Hennepin County, which is home to Eden Prairie, currently has nearly 89,000 confirmed cases of the coronavirus, with 1,417 deaths. That may not sound like a lot compared to other counties, but rural areas often lack the resources and staff necessary to fend off large outbreaks.
The poem continues with, “It’s not fair, you say through tears. I agree, my tears and breath clouding the goggles. A stranger with purple gloves on holds your mother’s hands in her final moments, not her son of 63 years.”
For her, it’s about honoring those that have lost their lives to the virus. “The most sacred part of my job is to be at the bedside of an actively dying person and to be surrounded by family. And that is a great part of that grief process. And it’s a type of therapy that is no longer happening,” she added.
Creating art has also been a way for these providers to remember and capture their experiences on the front line. Future generations can look back on a poem or song to learn more about what it was like to live through the pandemic.
“I have two little boys. And I hope they can look back or, you know, my grandchildren look back and say, my mom or my grandma was working during this pandemic. And she did a great job. And the health care workers did a great job,” Pommeranz said.
Visit her YouTube channel to hear more of her poems read aloud.
The Power of Art
Making art and being creative can help you cope with the current public health crisis. Depression and chronic stress can contribute to negative health outcomes, including poor cardiovascular health.

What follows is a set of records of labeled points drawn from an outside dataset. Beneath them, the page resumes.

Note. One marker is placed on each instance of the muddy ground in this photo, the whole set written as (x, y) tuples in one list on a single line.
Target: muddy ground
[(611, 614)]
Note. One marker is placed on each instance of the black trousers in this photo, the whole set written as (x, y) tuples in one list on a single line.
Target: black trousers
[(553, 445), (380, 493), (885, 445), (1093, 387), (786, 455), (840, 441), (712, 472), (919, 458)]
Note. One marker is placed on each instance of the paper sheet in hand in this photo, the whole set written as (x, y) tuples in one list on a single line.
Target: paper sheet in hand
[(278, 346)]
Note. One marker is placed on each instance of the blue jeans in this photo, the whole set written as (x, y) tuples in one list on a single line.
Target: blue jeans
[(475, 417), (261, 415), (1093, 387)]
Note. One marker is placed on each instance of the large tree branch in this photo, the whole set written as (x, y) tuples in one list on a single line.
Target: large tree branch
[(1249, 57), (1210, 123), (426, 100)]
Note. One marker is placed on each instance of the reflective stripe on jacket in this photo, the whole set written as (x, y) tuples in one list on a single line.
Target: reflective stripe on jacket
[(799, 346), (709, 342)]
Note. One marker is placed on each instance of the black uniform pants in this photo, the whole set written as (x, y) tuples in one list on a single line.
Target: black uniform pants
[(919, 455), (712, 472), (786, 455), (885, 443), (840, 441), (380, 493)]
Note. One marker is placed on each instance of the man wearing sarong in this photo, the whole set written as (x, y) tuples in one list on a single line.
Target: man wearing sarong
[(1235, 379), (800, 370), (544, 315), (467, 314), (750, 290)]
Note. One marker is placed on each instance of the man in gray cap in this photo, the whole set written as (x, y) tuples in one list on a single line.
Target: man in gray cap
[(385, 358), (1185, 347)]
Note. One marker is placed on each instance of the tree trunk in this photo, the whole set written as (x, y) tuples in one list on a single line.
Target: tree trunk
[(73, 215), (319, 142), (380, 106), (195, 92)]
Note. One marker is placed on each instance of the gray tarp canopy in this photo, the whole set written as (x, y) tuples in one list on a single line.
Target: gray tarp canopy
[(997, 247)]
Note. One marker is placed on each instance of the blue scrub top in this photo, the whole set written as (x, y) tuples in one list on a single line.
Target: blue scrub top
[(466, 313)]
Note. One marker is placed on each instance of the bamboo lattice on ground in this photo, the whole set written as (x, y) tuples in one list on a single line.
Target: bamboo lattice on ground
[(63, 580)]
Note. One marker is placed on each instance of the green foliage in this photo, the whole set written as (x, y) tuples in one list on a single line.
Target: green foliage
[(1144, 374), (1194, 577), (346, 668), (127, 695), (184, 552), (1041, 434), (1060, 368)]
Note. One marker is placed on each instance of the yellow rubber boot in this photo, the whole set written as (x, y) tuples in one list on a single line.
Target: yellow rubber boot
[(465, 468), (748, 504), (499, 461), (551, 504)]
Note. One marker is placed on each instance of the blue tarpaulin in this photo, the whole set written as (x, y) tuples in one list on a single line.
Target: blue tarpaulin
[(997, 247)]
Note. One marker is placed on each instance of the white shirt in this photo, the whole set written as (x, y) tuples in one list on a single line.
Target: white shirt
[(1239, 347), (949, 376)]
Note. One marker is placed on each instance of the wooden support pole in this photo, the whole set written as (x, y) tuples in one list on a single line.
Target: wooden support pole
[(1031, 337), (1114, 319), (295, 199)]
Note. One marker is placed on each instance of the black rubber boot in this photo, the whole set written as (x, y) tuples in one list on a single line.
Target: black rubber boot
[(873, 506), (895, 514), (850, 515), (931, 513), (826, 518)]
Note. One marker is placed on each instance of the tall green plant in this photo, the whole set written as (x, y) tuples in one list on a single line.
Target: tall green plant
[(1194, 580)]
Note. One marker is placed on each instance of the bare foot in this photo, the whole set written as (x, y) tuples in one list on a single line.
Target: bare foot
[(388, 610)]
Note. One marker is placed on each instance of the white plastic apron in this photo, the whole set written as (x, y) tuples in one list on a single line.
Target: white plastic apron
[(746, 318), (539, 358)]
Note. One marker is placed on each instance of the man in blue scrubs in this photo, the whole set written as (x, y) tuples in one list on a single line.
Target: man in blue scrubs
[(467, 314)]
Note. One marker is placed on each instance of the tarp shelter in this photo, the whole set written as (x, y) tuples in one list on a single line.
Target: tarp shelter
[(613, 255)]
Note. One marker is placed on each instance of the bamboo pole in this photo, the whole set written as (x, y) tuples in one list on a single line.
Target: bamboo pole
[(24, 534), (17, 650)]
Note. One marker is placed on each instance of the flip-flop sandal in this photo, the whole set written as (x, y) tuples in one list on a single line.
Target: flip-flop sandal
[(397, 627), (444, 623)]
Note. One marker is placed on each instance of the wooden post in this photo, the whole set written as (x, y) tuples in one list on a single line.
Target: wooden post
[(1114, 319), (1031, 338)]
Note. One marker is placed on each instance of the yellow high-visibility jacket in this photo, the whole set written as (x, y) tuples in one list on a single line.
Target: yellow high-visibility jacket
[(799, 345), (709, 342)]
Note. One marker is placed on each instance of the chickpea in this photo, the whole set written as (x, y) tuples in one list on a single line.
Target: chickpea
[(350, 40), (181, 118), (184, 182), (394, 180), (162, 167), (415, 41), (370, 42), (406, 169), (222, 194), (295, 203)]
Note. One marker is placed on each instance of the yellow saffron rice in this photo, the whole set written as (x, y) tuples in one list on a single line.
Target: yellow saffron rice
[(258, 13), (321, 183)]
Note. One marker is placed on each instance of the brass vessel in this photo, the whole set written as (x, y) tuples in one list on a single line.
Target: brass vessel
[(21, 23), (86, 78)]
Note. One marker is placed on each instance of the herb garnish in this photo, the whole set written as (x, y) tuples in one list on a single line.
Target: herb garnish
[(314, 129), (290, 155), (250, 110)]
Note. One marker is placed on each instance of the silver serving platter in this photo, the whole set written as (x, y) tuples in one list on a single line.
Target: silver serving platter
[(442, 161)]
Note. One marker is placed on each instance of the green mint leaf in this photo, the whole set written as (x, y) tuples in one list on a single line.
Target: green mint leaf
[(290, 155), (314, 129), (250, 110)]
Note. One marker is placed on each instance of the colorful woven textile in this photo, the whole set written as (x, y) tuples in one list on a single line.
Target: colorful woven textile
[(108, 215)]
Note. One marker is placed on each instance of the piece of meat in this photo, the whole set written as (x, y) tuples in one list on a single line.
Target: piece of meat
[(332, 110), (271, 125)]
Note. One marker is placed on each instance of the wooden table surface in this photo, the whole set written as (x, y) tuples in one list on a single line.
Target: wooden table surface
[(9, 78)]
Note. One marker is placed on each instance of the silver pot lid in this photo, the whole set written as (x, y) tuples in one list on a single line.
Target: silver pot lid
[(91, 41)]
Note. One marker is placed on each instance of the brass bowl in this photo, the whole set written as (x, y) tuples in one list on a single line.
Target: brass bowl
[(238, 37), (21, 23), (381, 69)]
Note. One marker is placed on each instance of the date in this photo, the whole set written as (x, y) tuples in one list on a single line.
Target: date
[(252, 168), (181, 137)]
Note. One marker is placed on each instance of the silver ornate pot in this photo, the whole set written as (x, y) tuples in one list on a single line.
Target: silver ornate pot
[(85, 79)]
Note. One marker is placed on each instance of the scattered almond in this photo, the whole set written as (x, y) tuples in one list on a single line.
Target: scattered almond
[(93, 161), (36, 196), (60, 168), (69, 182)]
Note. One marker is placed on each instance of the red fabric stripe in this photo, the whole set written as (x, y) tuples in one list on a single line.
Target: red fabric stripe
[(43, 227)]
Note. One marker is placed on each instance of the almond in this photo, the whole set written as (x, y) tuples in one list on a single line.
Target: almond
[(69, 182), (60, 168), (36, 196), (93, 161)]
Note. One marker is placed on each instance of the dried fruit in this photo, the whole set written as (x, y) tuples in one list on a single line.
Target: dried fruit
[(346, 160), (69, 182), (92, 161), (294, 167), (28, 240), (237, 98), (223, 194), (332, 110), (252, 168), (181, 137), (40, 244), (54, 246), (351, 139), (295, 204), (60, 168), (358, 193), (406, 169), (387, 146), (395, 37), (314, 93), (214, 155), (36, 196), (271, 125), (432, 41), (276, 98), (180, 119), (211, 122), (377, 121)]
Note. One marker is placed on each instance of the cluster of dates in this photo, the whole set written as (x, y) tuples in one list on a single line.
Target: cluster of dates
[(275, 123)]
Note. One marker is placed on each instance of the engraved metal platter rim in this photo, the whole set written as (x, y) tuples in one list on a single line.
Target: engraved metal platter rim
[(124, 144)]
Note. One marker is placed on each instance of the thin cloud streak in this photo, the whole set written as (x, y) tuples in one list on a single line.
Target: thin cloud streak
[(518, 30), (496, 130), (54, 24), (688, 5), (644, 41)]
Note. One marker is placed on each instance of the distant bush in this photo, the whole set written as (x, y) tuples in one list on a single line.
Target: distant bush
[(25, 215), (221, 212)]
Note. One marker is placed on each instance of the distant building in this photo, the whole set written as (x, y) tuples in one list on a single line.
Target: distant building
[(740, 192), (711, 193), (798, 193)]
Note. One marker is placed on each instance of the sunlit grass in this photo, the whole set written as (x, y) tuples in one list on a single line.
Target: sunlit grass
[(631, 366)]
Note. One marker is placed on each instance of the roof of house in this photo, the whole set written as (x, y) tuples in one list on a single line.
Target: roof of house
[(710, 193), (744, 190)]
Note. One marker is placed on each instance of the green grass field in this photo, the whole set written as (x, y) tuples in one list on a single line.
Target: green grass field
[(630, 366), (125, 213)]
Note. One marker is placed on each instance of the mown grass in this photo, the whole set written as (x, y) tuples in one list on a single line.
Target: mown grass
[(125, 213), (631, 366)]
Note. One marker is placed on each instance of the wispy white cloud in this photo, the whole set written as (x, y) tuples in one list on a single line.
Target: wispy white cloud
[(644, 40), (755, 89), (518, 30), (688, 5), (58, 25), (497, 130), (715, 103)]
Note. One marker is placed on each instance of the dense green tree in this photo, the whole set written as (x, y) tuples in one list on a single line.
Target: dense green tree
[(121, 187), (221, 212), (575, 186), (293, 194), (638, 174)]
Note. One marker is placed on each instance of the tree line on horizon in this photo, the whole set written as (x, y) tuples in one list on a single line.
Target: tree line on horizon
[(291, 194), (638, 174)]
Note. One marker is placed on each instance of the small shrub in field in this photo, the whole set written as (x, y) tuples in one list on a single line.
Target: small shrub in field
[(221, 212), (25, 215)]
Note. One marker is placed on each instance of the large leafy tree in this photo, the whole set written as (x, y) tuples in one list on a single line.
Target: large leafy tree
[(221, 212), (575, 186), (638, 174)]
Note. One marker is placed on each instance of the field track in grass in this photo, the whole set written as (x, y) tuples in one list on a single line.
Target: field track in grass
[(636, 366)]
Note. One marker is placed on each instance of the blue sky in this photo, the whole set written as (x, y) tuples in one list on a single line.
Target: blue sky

According to the National Institute of Health, “Engagement with creative activities has the potential to contribute toward reducing stress and depression and can serve as a vehicle for alleviating the burden of chronic disease.”
In the piece “The Connection Between Art, Healing, and Public Health: A Review of Current Literature”, the NIH notes that, “Throughout recorded history, people have used pictures, stories, dances, and chants as healing rituals.”
Based on research, music remains the “most accessible and most researched medium of art and healing.” Music therapy has been shown to decrease anxiety and restore emotional balance, while audio stimulation can help us better control and respond to pain.
The NIH also notes that visual art can help people express experiences and emotions that are too difficult to put into words, such as the loss of a loved one or getting diagnosed with a deadly disease.
Evidence also shows that art and music can reduce hospital stays, leading to earlier discharges among patients that take part in these activities.
Consider getting in touch with your creative side to help ease the anxiety and stress of working through the pandemic.